Nach den Feiertagen rief sofort das Training auf der Simonhöhe. „Es gab die Möglichkeit, zwei Tage im Rennmodus zu trainieren. Die Bedingungen waren, um das richtige Set-up zu finden, zwar nicht optimal, aber ich konnte mich dennoch auf die Rennen dort einstellen“, erzählte die 34-Jährige. Am 14. und 15. Jänner (siehe Infobox) geht es gerade dort um Weltcup-Punkte. Ihre Lieblingspiste ist es nicht: „Ein flacher Kurs und problematisch, durch dynamische Technik, Geschwindigkeit zu generieren. Ich muss meine Technik dort sicher umstellen.“ Anders die Ausgangslage vor den ersten Auftritten 2022 in Scuol und Bad Gastein. Vor allem Bad Gastein gilt seit jeher als beliebtes Snowboard-Ziel österreichischer Athleten. Da bildet die Sulzerin keine Ausnahme. Angefangen bei der Junioren-WM bis hin zu späteren Weltcup-Podestplätzen war für Dujmovits in ihrer langen Karriere schon vieles dabei. „Ich freue mich schon sehr auf dieses Rennen“, meinte sie.
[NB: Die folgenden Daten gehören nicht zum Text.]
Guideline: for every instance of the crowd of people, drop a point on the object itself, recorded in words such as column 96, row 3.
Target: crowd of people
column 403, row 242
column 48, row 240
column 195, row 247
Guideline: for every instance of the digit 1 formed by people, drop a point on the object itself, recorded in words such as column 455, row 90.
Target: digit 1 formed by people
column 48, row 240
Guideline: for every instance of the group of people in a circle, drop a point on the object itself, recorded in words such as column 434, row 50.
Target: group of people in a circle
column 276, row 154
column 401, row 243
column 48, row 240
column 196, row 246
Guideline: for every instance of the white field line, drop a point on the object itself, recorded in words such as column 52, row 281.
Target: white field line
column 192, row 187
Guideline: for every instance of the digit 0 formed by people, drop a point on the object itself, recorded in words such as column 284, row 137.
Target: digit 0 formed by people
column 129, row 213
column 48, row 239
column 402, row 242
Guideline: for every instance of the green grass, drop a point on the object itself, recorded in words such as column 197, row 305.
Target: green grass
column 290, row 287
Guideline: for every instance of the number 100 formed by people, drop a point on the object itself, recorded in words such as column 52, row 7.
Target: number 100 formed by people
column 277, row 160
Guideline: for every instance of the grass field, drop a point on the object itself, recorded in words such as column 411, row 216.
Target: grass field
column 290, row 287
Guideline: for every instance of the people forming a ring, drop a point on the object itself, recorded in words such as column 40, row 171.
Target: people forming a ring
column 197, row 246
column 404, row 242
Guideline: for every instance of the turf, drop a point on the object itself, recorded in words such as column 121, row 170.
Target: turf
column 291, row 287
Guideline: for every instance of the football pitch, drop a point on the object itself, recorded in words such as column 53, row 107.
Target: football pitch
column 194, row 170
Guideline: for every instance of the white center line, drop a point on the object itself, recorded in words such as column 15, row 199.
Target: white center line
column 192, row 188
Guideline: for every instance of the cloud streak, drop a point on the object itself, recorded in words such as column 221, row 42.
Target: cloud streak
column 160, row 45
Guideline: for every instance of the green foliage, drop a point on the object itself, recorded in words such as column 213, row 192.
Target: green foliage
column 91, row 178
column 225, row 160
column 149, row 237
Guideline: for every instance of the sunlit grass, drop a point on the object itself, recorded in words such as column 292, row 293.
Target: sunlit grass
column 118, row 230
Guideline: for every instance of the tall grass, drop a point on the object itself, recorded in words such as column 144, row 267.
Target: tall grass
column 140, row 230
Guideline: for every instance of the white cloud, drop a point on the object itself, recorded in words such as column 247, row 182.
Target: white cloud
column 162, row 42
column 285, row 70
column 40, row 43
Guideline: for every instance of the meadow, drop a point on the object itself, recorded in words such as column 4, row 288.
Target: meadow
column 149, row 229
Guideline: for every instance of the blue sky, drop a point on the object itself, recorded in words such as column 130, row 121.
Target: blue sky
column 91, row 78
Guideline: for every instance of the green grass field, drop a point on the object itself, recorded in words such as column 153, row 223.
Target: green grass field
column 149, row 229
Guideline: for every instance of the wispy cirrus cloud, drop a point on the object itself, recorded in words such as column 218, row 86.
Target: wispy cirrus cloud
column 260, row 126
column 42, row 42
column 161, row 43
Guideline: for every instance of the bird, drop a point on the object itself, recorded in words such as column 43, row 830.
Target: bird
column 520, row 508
Bevor es aber soweit ist, wurde am Montag und Dienstag in Bad Gastein nochmals trainiert. Dann stand die Anreise in die Schweiz und nach Scuol an. „Dieser Hang macht mir sehr viel Spaß.“ Aber nicht nur der steht im Fokus: „Es ist zudem ein Rennen, wo ich mein Material testen und ein Gefühl entwickeln kann, welches Setting möglich ist und wie das Board dann funktioniert.“

Wunsch: Gesund durch die Saison zu kommen

Und dann gibt es ja noch das ganz große Saison-Highlight mit den Olympischen Spielen in Peking. Diese finden in knapp einem Monat vom 4. bis 20. Februar statt. Der Druck ist durch Gold vor acht Jahren quasi weg, die Lust aufs Großereignis umso größer. Dafür wird nun getüftelt und gewerkt.
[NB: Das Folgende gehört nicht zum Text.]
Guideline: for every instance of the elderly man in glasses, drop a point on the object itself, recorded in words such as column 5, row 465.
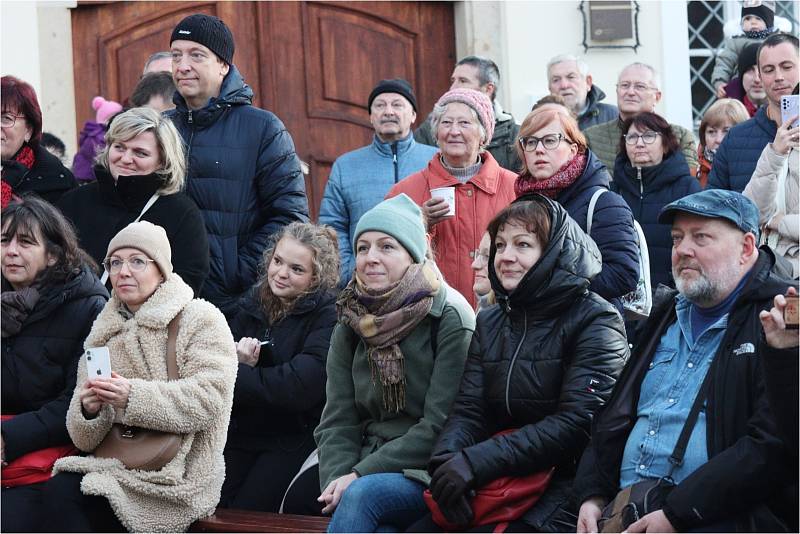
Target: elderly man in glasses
column 637, row 91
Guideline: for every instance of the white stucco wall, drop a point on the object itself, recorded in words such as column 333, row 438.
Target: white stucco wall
column 36, row 46
column 522, row 36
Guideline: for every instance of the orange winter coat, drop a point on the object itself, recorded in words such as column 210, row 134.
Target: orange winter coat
column 477, row 202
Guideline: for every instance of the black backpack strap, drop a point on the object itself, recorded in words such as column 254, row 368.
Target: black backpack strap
column 676, row 458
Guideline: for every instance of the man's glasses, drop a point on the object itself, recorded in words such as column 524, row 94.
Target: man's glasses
column 135, row 264
column 648, row 138
column 549, row 142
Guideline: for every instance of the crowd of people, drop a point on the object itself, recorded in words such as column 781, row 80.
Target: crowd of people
column 464, row 321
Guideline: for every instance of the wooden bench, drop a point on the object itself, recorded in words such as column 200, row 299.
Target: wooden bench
column 228, row 520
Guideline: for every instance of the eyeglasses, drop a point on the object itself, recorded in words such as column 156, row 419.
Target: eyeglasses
column 637, row 87
column 648, row 138
column 483, row 258
column 9, row 119
column 135, row 264
column 549, row 142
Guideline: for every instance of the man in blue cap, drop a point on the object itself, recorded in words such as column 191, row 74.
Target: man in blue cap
column 703, row 341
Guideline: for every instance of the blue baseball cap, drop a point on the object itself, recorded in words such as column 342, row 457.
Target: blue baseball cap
column 716, row 204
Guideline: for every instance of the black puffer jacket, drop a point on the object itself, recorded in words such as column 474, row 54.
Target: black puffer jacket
column 542, row 361
column 40, row 361
column 48, row 177
column 647, row 190
column 245, row 177
column 114, row 206
column 282, row 397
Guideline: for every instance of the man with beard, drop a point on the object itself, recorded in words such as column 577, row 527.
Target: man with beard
column 360, row 179
column 737, row 155
column 735, row 472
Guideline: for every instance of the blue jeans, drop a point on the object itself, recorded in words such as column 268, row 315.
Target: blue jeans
column 383, row 502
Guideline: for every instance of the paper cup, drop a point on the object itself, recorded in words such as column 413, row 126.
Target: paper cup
column 449, row 195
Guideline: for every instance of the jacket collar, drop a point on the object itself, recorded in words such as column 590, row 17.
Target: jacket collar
column 129, row 191
column 156, row 313
column 385, row 149
column 487, row 179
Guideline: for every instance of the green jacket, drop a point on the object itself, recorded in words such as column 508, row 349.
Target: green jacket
column 604, row 139
column 356, row 433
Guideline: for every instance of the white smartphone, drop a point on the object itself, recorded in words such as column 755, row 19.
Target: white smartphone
column 98, row 362
column 790, row 107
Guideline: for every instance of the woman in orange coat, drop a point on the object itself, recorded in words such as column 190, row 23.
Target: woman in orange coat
column 463, row 186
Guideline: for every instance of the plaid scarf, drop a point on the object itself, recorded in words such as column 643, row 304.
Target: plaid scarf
column 551, row 187
column 383, row 318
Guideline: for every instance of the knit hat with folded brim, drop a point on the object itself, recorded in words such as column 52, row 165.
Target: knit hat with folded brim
column 150, row 239
column 399, row 217
column 477, row 101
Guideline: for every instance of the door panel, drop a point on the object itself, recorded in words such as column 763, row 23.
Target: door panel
column 312, row 63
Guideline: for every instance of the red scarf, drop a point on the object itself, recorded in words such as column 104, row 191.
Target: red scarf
column 551, row 187
column 25, row 157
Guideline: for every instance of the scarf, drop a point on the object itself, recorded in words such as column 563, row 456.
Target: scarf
column 551, row 187
column 16, row 306
column 759, row 34
column 24, row 157
column 383, row 318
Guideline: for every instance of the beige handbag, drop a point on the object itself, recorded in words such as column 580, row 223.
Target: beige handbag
column 142, row 448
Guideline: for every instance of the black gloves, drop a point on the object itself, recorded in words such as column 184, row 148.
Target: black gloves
column 450, row 482
column 460, row 513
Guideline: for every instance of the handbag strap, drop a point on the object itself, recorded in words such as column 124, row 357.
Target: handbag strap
column 590, row 211
column 172, row 356
column 147, row 206
column 676, row 458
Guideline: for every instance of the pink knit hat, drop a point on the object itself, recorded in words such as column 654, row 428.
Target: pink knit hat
column 477, row 101
column 105, row 109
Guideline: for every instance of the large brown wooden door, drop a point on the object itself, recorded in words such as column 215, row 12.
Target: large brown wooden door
column 312, row 63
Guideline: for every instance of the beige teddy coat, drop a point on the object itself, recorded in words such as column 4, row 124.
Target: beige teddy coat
column 197, row 405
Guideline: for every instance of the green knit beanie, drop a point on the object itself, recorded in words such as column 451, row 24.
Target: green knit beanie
column 399, row 217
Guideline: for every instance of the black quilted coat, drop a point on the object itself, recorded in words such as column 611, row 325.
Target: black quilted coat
column 542, row 361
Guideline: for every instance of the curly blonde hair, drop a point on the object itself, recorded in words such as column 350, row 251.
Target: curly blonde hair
column 323, row 243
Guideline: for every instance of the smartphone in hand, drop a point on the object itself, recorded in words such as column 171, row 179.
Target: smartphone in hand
column 790, row 107
column 98, row 362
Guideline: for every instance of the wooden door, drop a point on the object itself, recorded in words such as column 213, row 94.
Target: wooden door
column 312, row 63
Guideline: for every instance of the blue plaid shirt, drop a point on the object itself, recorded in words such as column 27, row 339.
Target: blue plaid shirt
column 676, row 372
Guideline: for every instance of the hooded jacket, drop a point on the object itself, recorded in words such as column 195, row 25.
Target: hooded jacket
column 612, row 231
column 647, row 190
column 281, row 398
column 245, row 177
column 40, row 361
column 596, row 112
column 115, row 205
column 48, row 177
column 196, row 406
column 737, row 155
column 748, row 465
column 541, row 361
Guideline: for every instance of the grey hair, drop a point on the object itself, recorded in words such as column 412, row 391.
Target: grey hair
column 136, row 121
column 583, row 67
column 436, row 116
column 487, row 71
column 653, row 72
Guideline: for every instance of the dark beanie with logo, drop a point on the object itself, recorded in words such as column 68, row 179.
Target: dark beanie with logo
column 395, row 85
column 209, row 31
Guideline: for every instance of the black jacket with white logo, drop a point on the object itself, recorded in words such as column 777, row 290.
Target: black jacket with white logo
column 747, row 475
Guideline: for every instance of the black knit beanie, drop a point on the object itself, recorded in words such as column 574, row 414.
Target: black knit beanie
column 765, row 10
column 747, row 58
column 396, row 85
column 208, row 31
„Der Schnee in China ist speziell. Ich habe keine wirklichen Erfahrungen damit, will aber so breit wie möglich aufgestellt sein. Wichtig ist mir, mein Material bei verschiedenen Schneebedingungen gut zu kennen.“ Am 8. Februar geht es bei den Spielen im Parallelriesentorlauf um die Medaillen. „Der Weg ist das Ziel. Jetzt heißt es, Fokus finden und halten, um bei Olympia die beste Performance abrufen zu können“, so die Sulzerin.